Hasan al-Sabbah probably had one wife, two daughters, and two sons. Hasan's wife and daughters were sent to Gerdkuh as a safe place during Shirgir's campaign against Alamut; they never returned. They lived on spinning. He had both his sons executed, Muhammad for khamr and Ustad Husayn for his suspected role in the murder of da'i Husayn Qa'ini.

Hassan was highly revered by the Nizari community, whose members called him Sayyidna ("Our Master") and regularly visited his mausoleum in Rudbar before it was demolished by the Mongols.

==In popular culture==
- Betty Bouthoul published a popular book in French titled Le grand maître des assassins (Master of the Assassins) about Hasan al-Sabbāh in 1936.
- A 1938 novel named Alamut by Vladimir Bartol is based on Hasan's rise to power.
- The British space rock group Hawkwind recorded a song called "Hassan I Sahba" on its 1977 album, Quark, Strangeness and Charm.

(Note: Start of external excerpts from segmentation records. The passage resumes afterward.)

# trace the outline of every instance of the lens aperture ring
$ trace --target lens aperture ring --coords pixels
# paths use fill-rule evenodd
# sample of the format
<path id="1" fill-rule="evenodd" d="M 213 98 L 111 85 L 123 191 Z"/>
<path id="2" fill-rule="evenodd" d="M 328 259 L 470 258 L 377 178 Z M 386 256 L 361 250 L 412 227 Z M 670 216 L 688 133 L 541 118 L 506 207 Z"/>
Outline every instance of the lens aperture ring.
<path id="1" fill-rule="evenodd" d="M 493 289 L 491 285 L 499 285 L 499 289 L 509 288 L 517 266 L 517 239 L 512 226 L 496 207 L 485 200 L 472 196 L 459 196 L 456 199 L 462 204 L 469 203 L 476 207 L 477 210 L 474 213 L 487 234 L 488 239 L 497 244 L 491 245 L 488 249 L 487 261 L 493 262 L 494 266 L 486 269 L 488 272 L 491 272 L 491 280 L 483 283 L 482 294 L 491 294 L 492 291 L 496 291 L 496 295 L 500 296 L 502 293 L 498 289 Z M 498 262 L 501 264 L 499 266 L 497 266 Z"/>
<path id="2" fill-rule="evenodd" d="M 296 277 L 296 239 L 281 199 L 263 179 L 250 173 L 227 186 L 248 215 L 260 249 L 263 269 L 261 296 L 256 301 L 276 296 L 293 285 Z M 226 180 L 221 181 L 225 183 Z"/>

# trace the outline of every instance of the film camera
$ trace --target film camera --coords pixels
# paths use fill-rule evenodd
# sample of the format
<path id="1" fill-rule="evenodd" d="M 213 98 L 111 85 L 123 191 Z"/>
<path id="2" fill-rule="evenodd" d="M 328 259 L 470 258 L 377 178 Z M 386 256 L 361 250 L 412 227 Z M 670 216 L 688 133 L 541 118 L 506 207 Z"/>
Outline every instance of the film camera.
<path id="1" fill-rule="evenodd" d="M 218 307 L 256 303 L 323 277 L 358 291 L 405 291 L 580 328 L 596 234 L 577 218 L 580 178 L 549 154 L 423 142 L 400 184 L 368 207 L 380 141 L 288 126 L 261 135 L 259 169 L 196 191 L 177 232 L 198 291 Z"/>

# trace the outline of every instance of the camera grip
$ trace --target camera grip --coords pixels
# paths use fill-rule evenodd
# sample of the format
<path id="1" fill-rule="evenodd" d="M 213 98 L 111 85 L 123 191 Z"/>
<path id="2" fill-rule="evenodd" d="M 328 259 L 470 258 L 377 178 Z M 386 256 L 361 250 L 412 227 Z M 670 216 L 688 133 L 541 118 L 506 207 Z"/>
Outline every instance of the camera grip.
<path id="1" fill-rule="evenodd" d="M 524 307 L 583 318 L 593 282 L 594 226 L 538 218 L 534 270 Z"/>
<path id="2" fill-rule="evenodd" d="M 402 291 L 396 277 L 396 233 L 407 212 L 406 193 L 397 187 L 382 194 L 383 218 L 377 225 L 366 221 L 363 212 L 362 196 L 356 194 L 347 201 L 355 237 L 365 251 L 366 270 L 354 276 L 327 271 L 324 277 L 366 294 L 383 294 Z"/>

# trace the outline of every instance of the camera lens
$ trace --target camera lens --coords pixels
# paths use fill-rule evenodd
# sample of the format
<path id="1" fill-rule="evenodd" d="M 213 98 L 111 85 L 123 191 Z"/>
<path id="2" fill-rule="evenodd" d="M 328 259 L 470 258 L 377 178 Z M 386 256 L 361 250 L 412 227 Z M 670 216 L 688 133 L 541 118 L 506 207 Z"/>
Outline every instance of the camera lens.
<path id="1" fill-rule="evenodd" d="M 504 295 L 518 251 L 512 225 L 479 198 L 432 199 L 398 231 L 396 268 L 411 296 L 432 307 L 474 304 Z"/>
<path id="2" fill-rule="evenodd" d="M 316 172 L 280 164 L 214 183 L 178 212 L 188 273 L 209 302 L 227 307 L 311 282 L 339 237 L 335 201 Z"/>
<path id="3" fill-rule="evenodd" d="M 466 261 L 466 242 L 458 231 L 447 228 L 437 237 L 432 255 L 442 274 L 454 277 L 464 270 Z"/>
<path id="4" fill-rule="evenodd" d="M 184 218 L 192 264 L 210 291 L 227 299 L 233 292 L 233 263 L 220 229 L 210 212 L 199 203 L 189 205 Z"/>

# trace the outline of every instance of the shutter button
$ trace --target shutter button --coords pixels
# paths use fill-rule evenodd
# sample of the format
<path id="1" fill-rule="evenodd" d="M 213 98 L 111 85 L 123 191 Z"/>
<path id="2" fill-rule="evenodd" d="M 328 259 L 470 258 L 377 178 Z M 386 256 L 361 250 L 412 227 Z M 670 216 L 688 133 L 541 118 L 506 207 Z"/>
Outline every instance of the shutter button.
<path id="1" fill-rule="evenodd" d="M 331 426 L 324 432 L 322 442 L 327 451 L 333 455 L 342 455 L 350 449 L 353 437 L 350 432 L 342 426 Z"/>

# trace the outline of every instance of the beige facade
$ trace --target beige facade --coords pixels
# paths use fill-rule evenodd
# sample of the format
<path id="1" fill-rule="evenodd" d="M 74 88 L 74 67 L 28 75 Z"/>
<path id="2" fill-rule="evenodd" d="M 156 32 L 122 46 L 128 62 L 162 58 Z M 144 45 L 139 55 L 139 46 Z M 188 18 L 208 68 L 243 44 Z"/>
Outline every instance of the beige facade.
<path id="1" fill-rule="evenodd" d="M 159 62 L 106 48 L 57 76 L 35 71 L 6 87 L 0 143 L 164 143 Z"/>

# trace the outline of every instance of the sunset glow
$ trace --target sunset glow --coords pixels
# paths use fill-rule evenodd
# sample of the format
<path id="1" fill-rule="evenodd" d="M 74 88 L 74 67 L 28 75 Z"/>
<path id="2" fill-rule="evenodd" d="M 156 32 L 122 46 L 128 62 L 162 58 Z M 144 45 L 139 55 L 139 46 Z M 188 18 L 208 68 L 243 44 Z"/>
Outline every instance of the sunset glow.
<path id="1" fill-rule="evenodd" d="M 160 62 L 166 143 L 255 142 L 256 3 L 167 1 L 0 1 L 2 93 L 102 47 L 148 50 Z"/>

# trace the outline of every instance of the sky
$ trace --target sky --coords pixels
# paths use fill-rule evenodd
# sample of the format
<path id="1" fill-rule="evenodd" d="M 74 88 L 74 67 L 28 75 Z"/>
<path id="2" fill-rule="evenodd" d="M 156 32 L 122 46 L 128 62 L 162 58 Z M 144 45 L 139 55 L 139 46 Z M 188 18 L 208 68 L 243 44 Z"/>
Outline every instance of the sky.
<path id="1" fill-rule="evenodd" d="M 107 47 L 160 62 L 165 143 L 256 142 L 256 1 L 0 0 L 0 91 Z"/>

This song was also recorded by the Brain Surgeons on their album Malpractise.
- Hasan al-Sabbāh is mentioned, often by his moniker 'The Old Man of the Mountain', in many of William S. Burroughs's novels, including Nova Express, Cities of the Red Night, The Place of Dead Roads and The Western Lands. According to Barry Miles book The Beat Hotel Burroughs was introduced to Hasan through Betty Bouthoul's book while staying in Paris, France. The full story of Burroughs' interest in Hassan al-Sabbah was told in the 2023 book, Two Assassins, by Oliver Harris and Farid Ghadami.
- He is portrayed in the Turkish TV series Uyanış: Büyük Selçuklu by Gürkan Uygun.
- He is portrayed in the Egyptian TV series Al-Hashashin by Karim Abdel Aziz.
- In the Japanese mobile game Fate/Grand Order of the Fate franchise, he is portrayed as the past and current holder of the Grand Assassin title of the Assassin class with the former being First "Hassan-i-Sabbah" and the latter being "Azrael", a much younger version of the same entity, due to him being the source of the word "assassin".
- The 1988 historical fiction novel Samarkand by Amin Maalouf depicts the relationship between Omar Khayyam, Nizaam al-Mulk, and Hassan al-Sabbah during the conquests of the Seljuk empire.